Publik membongkar balik indikasi malapraktik tata kelola akademis, mulai dari dugaan pembebanan wajib rekrutmen mahasiswa baru (maba) plus DP Rp5 juta sebagai syarat sidang skripsi, kasus NIM ganda di PDDikti, hingga penahanan ijazah alumni pasca-wisuda.
Kontroversi ini menyeret rekam jejak pimpinan tertinggi kampus. Rektor Universitas Audi Indonesia, Faijah Sihombing, tercatat pernah dilaporkan ke Polsek Medan Tuntungan atas dugaan penganiayaan terhadap mahasiswanya, Lili Hartati Gulo, pada 22 September 2024 (LP/B/397/IX/2024/SPKT/Polsek Medan Tuntungan/Polrestabes Medan/Polda Sumut).

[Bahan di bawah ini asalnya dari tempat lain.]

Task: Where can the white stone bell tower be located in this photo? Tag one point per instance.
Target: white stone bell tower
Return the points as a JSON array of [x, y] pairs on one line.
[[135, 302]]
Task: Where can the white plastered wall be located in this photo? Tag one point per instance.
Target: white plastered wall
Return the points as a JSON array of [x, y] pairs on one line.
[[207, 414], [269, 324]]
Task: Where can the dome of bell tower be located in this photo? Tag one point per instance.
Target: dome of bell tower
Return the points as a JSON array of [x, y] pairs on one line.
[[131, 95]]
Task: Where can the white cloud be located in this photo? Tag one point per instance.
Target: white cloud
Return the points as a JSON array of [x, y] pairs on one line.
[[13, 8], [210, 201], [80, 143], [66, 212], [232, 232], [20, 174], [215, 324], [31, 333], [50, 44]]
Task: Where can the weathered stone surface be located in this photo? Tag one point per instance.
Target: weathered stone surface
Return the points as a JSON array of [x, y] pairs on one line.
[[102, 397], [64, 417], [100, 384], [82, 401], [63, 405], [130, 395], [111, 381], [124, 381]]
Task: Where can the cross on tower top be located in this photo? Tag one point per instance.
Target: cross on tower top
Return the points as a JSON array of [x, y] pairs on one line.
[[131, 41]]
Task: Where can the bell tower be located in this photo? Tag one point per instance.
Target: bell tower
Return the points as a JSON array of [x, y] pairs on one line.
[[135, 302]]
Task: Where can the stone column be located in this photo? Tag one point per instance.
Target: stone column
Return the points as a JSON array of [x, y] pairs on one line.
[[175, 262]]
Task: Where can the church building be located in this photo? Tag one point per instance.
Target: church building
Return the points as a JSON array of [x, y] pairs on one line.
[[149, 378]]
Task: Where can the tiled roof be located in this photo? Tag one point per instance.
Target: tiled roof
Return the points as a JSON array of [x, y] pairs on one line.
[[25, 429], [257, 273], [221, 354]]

Penyidik Polsek Medan Tuntungan resmi menetapkan Faijah Sihombing sebagai tersangka usai pemeriksaan pada Jumat (10/1/2025). Kanit Reskrim Ipda Syawal Sitepu mengonfirmasi penetapan status tersangka tersebut dan menyatakan berkas perkara akan dilimpahkan ke Pengadilan Negeri Medan, sementara kuasa hukum rektor, Simatupang, enggan merinci langkah hukum lanjutan.

Anehnya, kelanjutan proses peradilan kasus tersebut kini menjadi misteri. Hasil penelusuran independen di situs resmi Direktori Putusan Mahkamah Agung pada Senin (31/8/2026) menunjukkan nama “Faijah Sihombing” sebagai terdakwa kasus penganiayaan nihil atau tidak ditemukan, sehingga memicu spekulasi publik terkait transparansi penanganan perkaranya.
Kombinasi dugaan komersialisasi syarat sidang, kekacauan administrasi, hingga ketidakjelasan rekam jejak hukum pimpinan kampus mempertegas carut-marut tata kelola internal. Publik mendesak LLDIKTI Wilayah I Sumatera Utara dan Kementerian terkait segera melakukan audit investigatif menyeluruh.